Peut-on aimer à soixante-dix ans ? Peut-on, plus précisément, tomber amoureux, aux deux sens du verbe "pouvoir" : posséder encore les facultés physiques et mentales nécessaires, car il en faut, aimer consume beaucoup d'énergie, et avoir le droit, à cet âge qui nous rapproche inexorablement de notre fin, de laisser grandir en nous un sentiment que la mort risque d'interrompre brutalement ? La réponse est nuancée, variable selon les individus et variable aussi en intensité : difficile d'imaginer des sexa voire septuagénaires vivre des amours flamboyantes comme au temps de leurs vingt ans ; comme leurs cheveux, elles seraient plutôt grises, ces passions... Et dans ce cas, sont-ce encore des passions ?
Le narrateur, prof d'histoire à la retraite, fait la connaissance, lors d'une réunion de la société savante dont il est membre, d'une femme, Nicole, qui semble conjuguer élégance et esprit. Lui est de gauche, célibataire endurci, elle est veuve, héritière d'une propriété viticole dans la région de Cognac et à ce titre plutôt conservatrice. Peu à peu, une relation en pointillés va se nouer entre eux, longues périodes calmes succédant à de brèves retrouvailles à la fois ardentes et raisonnées. Mais, comme chacun sait, les histoires d'amour finissent mal, en général.
Un second roman est inclus dans le premier : Nicole, à qui son père, en plus de ses vignes, a légué une vaste bibliothèque balzacienne, apprécie l'auteur de la Comédie humaine, ce que le narrateur a du mal à comprendre. Pour tenter de saisir ce qui, dans l'oeuvre
De Balzac, charme Nicole, et donc pour mieux la cerner elle, le héros entreprend de résumer et de réécrire avec les mots d'aujourd'hui "

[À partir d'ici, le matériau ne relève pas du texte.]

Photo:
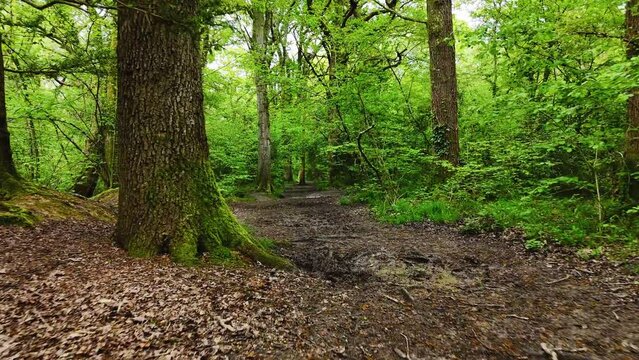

Le curé de village", mélodrame dans lequel la religion – et l'amour – joue un rôle essentiel. L'essai est plutôt réussi mais j'aurais préféré que l'auteur conçoive une adaptation complète, ancrée dans le XXIe siècle, comme est enracinée en Charente l'histoire de Nicole et du prof retraité. Cette imbrication de deux histoires actuelles, sans doute plus ardue (la mortification au moyen d'un cilice n'est plus guère à la mode de nos jours), aurait éliminé le côté didactique de l'exercice bien que, j'en conviens, le statut d'enseignant du héros rende parfaitement cohérent le choix adopté par l'auteur.